Background:Ventilator-induced lung injury (VILI) is caused by stretch stimulation and other factors related to mechanical ventilation (MV). NOD-like receptor protein 3 (NLRP3), an important innate immune component, is strongly associated with VILI. This study aimed to investigate the effect and mechanisms of aerobic exercise (EX) on VILI. Methods:To test the effects of the PKC inhibitor bisindolylmaleimide I on PKC and NLRP3, male C57BL/6 mice (7 weeks old, 19 similar to 23 g) were randomly divided into four groups: control group(C), bisindolylmaleimide I-pretreated group(B), MV group, and bisindolylmaleimide I-pretreated + MV (B + MV) group. The mice were pretreated with bisindolylmaleimide I through intraperitoneal injection (0.02 mg/kg) 1 h before MV. MV was performed at a high tidal volume (30 ml/kg). To explore the ameliorative effect of EX on VILI, the mice were randomly divided into C group, MV group, EX group and EX + MV group and subjected to either MV or 5 weeks of EX training. After ventilation, haematoxylin-eosin (HE) staining and wet/dry weight ratio was used to assess lung pathophysiological changes. PKCalpha, P-PKCalpha, ASC, procaspase-1, caspase-1, pro-IL-1 beta, IL-1 beta, NLRP3 and occludin (tight junction protein) expression in lung tissues was determined by Western blotting. The level of IL-6 in alveolar lavage fluid was determined by ELISA. Results:NLRP3, P-PKCalpha, and PKCalpha levels were inceased in MV group, but bisindolylmaleimide I treatment reversed these changes. Inhibition of PKC production prevented NLRP3 activation. Moreover, MV increased ASC, procaspase-1, caspase-1, pro-IL-1 beta, and IL1 beta levels and decreased occludin levels, but EX alleviated these changes.
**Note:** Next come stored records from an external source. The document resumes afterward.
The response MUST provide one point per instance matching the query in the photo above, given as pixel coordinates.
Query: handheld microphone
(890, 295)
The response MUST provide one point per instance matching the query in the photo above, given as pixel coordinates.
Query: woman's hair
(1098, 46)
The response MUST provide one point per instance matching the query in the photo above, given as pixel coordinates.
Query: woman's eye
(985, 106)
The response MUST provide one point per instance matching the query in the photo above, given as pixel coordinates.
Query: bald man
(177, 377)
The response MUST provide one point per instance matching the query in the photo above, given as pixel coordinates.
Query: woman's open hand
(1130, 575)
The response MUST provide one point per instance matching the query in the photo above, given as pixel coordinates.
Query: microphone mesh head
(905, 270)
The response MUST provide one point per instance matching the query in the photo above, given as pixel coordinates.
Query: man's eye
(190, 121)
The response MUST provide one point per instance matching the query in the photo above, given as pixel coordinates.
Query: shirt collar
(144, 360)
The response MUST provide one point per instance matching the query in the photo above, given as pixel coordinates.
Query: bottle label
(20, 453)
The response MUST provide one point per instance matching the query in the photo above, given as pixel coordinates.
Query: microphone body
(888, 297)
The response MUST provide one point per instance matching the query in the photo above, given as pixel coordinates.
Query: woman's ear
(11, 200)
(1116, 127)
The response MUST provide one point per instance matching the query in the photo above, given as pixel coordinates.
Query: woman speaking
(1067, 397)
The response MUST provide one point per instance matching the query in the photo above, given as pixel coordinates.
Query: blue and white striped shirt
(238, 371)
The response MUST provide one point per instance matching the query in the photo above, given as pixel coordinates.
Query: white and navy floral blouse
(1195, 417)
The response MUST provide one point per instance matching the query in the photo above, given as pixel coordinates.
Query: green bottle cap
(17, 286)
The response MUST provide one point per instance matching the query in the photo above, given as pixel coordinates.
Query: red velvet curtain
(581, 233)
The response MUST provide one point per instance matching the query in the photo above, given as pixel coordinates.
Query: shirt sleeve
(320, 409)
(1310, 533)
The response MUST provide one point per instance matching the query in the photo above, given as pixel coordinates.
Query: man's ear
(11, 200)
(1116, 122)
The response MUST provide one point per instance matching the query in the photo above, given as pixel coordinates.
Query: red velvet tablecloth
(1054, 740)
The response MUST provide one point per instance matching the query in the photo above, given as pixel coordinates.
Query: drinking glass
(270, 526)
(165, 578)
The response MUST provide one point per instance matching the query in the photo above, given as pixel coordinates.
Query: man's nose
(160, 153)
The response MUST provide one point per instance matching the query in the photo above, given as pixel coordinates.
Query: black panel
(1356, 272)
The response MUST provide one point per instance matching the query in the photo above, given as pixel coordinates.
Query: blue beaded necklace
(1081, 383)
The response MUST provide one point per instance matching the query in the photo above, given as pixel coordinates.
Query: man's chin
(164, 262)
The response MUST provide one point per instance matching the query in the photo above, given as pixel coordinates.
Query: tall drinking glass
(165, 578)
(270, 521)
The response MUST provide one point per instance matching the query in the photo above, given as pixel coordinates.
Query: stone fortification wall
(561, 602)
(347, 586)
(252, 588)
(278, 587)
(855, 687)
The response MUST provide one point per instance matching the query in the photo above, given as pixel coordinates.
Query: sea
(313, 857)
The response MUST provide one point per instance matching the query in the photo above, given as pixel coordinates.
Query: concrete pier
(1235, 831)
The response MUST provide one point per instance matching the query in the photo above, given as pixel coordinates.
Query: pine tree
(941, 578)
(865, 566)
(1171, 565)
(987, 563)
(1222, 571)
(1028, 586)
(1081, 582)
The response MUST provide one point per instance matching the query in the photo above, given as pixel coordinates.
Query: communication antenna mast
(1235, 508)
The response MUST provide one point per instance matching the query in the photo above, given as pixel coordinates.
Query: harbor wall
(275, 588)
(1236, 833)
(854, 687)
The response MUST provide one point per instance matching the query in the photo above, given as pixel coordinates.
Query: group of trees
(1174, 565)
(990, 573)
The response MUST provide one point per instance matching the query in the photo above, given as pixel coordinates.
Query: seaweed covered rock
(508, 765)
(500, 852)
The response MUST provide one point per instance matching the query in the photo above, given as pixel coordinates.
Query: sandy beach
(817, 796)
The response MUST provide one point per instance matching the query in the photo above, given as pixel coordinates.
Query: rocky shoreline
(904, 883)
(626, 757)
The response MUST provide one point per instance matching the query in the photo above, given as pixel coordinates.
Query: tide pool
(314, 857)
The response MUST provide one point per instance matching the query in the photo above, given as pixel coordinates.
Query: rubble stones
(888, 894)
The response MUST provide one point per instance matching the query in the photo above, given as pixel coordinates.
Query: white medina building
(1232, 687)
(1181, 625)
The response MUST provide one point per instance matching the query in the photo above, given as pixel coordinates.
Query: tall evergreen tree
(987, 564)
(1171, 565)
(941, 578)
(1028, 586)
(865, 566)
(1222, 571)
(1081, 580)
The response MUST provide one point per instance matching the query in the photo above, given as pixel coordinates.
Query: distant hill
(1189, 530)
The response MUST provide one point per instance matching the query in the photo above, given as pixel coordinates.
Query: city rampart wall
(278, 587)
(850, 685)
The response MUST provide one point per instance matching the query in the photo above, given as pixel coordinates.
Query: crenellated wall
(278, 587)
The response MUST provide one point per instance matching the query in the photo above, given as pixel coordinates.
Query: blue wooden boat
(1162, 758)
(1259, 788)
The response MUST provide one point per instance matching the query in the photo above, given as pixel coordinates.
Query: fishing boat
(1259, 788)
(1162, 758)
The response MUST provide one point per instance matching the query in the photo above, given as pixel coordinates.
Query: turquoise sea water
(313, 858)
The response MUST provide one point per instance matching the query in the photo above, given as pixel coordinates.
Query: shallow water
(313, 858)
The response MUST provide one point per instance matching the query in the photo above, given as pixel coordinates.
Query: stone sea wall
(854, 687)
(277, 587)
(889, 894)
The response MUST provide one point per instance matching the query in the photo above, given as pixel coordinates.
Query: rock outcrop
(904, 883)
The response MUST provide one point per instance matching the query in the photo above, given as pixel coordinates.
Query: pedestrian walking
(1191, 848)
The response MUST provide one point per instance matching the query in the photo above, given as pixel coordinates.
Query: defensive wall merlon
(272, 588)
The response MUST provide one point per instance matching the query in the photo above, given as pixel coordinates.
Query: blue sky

HE staining and lung injury scoring confirmed an absence of obvious lung injury in C group and EX group. Lung injury was most severe in MV group but was improved in EX + MV group. Overall, these findings suggest that MV activates the NLRP3 inflammasome by activating PKCalpha and inducing occludin degradation, while Exercise attenuates NLRP3 inflammasome and PKCalpha activation. Besides, exercise improves cyclic stretch-induced degradation of occludin. Conclusion:PKC activation can increase the level of NLRP3, which can lead to lung injury. Exercise can reduce lung injury by inhibiting PKCalpha and NLRP3 activation. Exercise maybe a potential measure for clinical prevention of VILI.